Religion has always been the elaborate roof placed upon the symbolic homes in history that make up the milestones in civilization. These roofs have forged the feelings of protection for those dwelling within their walls of knowledge and wisdom.
Buddha searched for enlightenment for self through knowledge.
He appealed to the divided with his teachings and created a symbolic home in history that would later be given the roof called Buddhism.
Jesus of Nazareth walked amongst the poor appealing to the masses through what was perceived as divined wisdom. His symbolic home had a strong emphasis on morality, after his death, the roof placed upon his home was called Christianity.
Buddha and Jesus began the construction of separate symbolic houses in world history that would ultimately be completed by the desires of those that dwelled within the very walls of each.
Each religion and their sources have many components in common, and differences that are just as distinct as the cultures surrounding them.
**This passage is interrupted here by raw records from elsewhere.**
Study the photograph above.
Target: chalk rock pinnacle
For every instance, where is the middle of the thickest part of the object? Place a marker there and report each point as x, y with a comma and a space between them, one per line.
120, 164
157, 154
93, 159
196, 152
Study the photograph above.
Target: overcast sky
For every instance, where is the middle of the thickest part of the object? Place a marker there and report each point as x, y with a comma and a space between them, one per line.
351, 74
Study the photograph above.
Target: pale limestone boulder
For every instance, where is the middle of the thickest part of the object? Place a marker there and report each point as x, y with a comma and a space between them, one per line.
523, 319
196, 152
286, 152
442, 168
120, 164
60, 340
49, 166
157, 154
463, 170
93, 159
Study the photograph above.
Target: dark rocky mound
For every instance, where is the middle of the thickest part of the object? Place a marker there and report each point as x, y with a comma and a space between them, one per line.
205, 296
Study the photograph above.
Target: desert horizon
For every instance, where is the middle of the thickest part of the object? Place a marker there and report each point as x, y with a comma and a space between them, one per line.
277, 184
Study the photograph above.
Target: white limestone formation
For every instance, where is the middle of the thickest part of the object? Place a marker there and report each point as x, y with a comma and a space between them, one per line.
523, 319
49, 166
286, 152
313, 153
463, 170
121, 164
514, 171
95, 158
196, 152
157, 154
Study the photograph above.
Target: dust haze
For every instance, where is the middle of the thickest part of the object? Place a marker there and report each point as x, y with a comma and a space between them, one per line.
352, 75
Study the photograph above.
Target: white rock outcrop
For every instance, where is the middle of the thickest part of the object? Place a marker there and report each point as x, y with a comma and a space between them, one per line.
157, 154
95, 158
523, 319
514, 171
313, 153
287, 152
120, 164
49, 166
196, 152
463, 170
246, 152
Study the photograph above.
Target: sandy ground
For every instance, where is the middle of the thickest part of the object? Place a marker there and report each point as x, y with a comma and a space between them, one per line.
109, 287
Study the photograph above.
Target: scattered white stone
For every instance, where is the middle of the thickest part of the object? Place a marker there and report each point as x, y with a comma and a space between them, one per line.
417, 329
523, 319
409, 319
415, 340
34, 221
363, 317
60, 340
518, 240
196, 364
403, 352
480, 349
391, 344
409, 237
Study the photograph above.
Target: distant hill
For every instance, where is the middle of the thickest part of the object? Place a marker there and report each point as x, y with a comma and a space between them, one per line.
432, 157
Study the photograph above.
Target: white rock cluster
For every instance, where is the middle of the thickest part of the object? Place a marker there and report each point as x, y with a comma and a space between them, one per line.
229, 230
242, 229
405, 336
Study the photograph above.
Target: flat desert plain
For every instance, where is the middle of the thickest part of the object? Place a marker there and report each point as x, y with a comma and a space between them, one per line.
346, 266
Born from possible myth and ambiguous facts, Buddha lived sometime in the 5th and 6th century B.C.E. It was a time in which a powerful caste system stratified the people of India by fear of religious chastisement for their souls upon death. How well they performed there duties in life would dictate the welfare of their souls and affect how they would be reincarnated for their next life. Priests, known as Brahman, warriors, and merchants resided at the highest levels of the caste system controlling those beneath them through belief and faith. Buddha was born south of the Himalayas into a warrior clan. In youth, religious teachers taught him wisdom through his travels.
“In the wilderness, the Buddha experimented with the many ways Indian gurus, or religious teachers, had devised to reach a higher understanding of the nature of humanity and the supernatural world.”
Buddha believed that the goal of ones self is to seek enlightenment based on the discovery of what became to be known as the Four Noble Truths:
1. Life means suffering.
2. The origin of suffering is attachment.
3. The cessation of suffering is attainable.
4. The path to the cessation of suffering.
When Buddha died his followers worshipped him as a divine being, a deity. His teaching, which began as knowledge to help self, quickly increased to the ranks of a full religion, known as Buddhism. The teachings of Buddha directly challenged the caste system by having the ability to affect any person at any level. Enlightenment could not be controlled by any one group of ruler it had to be something that one sought for the betterment of self.
A simple carpenter believed to be the son of God by those that followed him was known to be a great prophet and teacher. Jesus of Nazareth was a Jew that urged for the purification of the Jewish religion. He delivered wisdom to his followers through strong moral messages based on love and respect of others while worshipping God. His messages of humility could be felt by the poor, while his message of charity threatened the rich.
“Jesus won many followers among the poor. He also roused suspicion among the upper classes and the leaders of the Jewish religion.”
This eventually led to his untimely death by crucifixion. After his death Jesus’ teaching were organized into the religion of Christianity. It became one of the fastest growing faiths of its time.
The similarities between the religion of Buddhism and Christianity were unmistakable even in their origins.
Both began by teachers focused on delivering a message to better one’s self. Both appealed to the common person and dared to include those of any stratification level or gender. Both were founded by leaders with enigmatic histories in which very little can be validated and yet both religions have more dedicated followers than any single field of math or science in existence.
It took a short time before the potential power of each of these faiths would be understood and manipulated. Buddhism quickly splintered into various schools based on each group’s interpretations of the philosophies of Buddha while Christianity fragmented into countless denominations based on those that would be targeted for control. Spirituality is continually expressed by each path, but service to the religion as a whole through action is the priority.
The key difference between Buddhism and Christianity has always been the concept of attachment. Buddhism sought nirvana through the understanding of suffering. Suffering was taught by Buddhists to be derived from the worldly attachments that a person strived to attain. The enlightened Buddhist could only find inner peace by releasing all worldly attachments of fame, money, love, etc.
Christianity did not teach its followers to detach from these things but to embrace each one with humility while giving all praises to God. Christianity promoted beneficence and love for the fellow-man as well as the development of a strong personal relationship with God. Christian religion functioned from the perspective of hope through worship.
The spread of each of these religious practices survived the many ages of conquerors and surpassed the boundaries of many empires. The most effective carrying factor for each was hope within the ranks of the poor and power intertwined with the grasp of the greedy.
Effecting the advancements of other religions, Buddhism added new homes to the community of belief by creating major impacts on Hinduism and Jainism.
The tenacity of Christianity surpassed not only the borders of religion but entrenched itself as the base infrastructure for the development of many governments.
Both religions were the conceptual roofs placed upon many of the spiritual homes in history that outlined the direction of mankind. Similar in many ways and yet different through traditions, each of these faiths were the tools of the most critical ability that had been taught by almost all religions as the one thing that positioned man above all other beast…the power of will.